1. Field of the Invention
This invention relates generally to the field of transfer chambers for passing objects between two differentially-pressurized environments, and, more particularly, to an improved transfer chamber for use in an orbiting space station.
2. Description of the Prior Art
It is sometimes desired to transfer an object from one environment to another environment, which is pressurized differently from the first. The first environment may, for example, be the cabin of a submerged object, and the other environment may be the surrounding liquid. Alternatively, the first environment may be a pressurized cabin of a spacecraft, and the other environment may be space. Technological developments in recent years have afforded the capability of extra-vehicular activity (EVA) from spacecraft. In this latter application, it has been deemed practical heretofore to simply provide an airlock chamber with inner and outer access doors. Since the number of egresses and ingresses through such an airlock has been somewhat limited, it has been deemed practical to simply provide the spacecraft with additional compressed air, to accommodate that which is lost when the outer door is opened to space.
However, present plans call for a permanently-orbiting space station in which the frequency of operation of such an airlock will likely be dramatically increased, and over a much greater length of time. For example, men, tools, and equipment may have to frequently passed through such airlock during the initial construction of the space station, and during its subsequent operation and repair. In such extended usage and operation, the cumulative effect of cabin air lost or vented to space when the outer door is opened, and/or the amount of energy conserved in evacuating the airlock prior to opening the outer door, may well become significant.
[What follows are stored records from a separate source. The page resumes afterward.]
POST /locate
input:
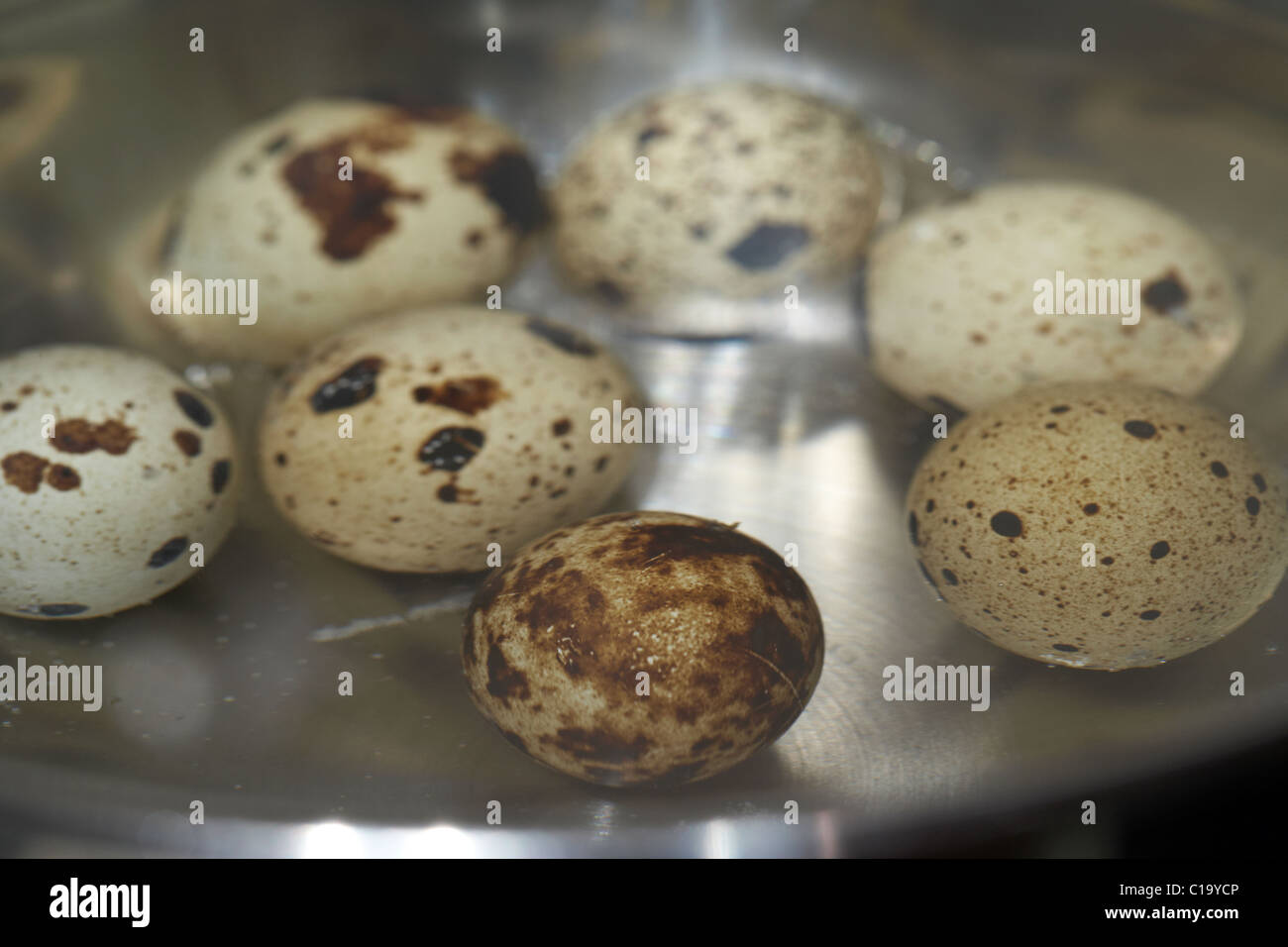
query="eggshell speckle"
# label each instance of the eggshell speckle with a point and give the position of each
(438, 208)
(729, 637)
(1188, 523)
(726, 209)
(101, 517)
(951, 296)
(469, 427)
Upon information and belief, present plans for the space station call for the use of multi-stage pumps to partially evacuate the airlock, prior to opening to the outer door vent. However, it is not deemed practical to remove more than about 90% of the air in the airlock. Even so, due to the compressibility of air, the pump would have to be operated so as to pass a volume many times greater than the volume of the airlock. This greatly increases the size, complexity and energy requirements of the pump. Moreover, the pumping time needed to exhaust the chamber would be greatly extended, at the expense of limiting the frequency of operation and the stand-by capability of handling emergency transfers. Furthermore, while mechanical pumps must be lubricated, no liquid or vapor-producing lubricants can be used for fear of contaminating the purity of the cabin air.